По урегулированию 1688/89 годов вся власть шла от Парламента. В главе 3 мы видели ответвление, которое оно имело в Шотландии. Последствия этой теории в американских колониях состояли в том, что несмотря на то,что изначально различные колонии считались (по крайней мере, теоретически) прямо связанными с королём через королевские грамоты, которые давали им свободу формирования собственных правительственных структур, после 1688 года Парламент стал непосредственно вовлеченным в эти отношения, подвергая сомнению даже жизнеспособность королевских грамот и колониального гражданского самоуправления, разрешенного хартиями. Это стало более, чем просто теоретической проблемой, когда в середине XVIII века Парламент действительно начал мешать колониальным правительственным и экономическим структурам с помощью таких мер, как Тауншендские законы. (Это были три парламентские меры 1767 года, которые облагали налогом свинец, краску, стекло, чай и др.; заявляли, что все пошлины на колониальные товары должны собирать британские уполномоченные, и пытались заставить жителей колонии торговать чаем только с Британией.) Отход Парламента в 1750х годах от понимания, предполагаемого во многих ранних колониальных хартиях в течение прежних ста лет, сыграло определенную роль в поддержке американских революционных настроений.
По колониальной конституционной традиции колонии считали себя группой видоизмененных республик, связанных договором с королём Англии. Бриденбау обращает внимание, что некоторые колонисты рассматривали отношение с короной как нечто, похожее на отношение с Нормандскими островами, которые официально никогда не были частью Англии и не находились под прямой властью Парламента.[340] Было ли это общепринятым мнением в колониях в 1760х и 1770х годах (как считает Чарльз МакИлван)[341] или просто удобным аргументом, чтобы избежать непопулярных парламентских торговых ограничений, налогообложения и получение различных разрешений в колониях, - вопрос спорный. Тем не менее, видно, что британский акцент на одной власти «короны в Парламенте» (то есть, строго ограниченной конституционной монархии, в которой власть почти полностью принадлежит Парламенту) отличался от прежней колониальной грамоты и конституционной идеи, что привело в росту напряжения в экономических делах, как только Парламент начал осуществлять более жесткий, чем прежде, контроль над «королевскими колониями».
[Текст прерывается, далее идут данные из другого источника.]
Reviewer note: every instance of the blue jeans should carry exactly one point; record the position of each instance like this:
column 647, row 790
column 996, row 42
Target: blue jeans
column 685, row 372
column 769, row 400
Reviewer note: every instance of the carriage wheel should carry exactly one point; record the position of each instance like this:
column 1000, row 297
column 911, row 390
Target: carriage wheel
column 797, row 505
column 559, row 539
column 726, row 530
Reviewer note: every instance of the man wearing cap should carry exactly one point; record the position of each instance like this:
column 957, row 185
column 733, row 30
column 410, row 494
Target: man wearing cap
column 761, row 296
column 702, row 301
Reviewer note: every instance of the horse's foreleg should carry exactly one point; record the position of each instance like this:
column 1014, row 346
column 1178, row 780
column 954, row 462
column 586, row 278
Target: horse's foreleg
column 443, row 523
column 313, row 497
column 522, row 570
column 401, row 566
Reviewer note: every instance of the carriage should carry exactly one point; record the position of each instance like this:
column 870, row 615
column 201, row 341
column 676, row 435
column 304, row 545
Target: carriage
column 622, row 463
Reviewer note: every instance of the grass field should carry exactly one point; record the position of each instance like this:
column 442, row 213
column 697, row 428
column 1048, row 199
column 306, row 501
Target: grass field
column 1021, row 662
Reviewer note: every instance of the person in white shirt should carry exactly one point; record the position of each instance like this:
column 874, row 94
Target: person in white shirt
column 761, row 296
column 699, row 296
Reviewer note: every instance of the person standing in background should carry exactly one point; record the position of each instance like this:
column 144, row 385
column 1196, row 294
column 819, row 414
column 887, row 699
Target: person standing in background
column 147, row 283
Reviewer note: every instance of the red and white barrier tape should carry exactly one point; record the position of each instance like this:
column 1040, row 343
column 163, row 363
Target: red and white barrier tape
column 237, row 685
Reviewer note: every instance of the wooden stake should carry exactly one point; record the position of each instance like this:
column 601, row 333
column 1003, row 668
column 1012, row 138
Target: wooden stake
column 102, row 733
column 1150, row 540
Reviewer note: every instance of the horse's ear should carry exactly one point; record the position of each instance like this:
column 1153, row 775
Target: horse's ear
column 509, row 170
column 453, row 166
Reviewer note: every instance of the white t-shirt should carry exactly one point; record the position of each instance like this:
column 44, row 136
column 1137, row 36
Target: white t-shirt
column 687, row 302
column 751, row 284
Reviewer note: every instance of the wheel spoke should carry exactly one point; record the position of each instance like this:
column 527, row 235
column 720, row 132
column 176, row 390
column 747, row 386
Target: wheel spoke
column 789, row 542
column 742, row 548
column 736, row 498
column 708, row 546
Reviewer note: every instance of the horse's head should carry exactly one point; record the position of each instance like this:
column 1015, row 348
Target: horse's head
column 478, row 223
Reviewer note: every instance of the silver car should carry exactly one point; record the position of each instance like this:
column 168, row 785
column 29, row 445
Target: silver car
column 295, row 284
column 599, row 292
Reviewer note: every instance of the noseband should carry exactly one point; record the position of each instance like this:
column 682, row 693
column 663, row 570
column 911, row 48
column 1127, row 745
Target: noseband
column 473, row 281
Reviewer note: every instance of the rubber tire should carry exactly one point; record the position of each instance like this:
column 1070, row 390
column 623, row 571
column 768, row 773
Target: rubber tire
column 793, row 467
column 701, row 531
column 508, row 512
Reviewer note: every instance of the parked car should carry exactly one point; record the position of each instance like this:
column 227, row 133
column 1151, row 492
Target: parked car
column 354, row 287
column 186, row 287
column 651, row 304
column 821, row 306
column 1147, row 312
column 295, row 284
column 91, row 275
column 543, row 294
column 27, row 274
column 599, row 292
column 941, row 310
О событиях, ведущих к Американской войне за Независимость и закончившихся победой и окончательным конституционным союзом, говорили часто. Нас интересует краткий обзор ключевых религиозных, политических и юридических вопросов в эпоху основания, чтобы оценить влияние поздней пуританской традиции на американский закон и государственной устройство.
С колониальным опасением потерять данные свыше «права свободных англичан», которые они поддерживали в своих гражданских соглашениях, большей частью, кальвинистских по духу, был связан почти вечный страх перед навязыванием колониям англиканской епископальной формы правления.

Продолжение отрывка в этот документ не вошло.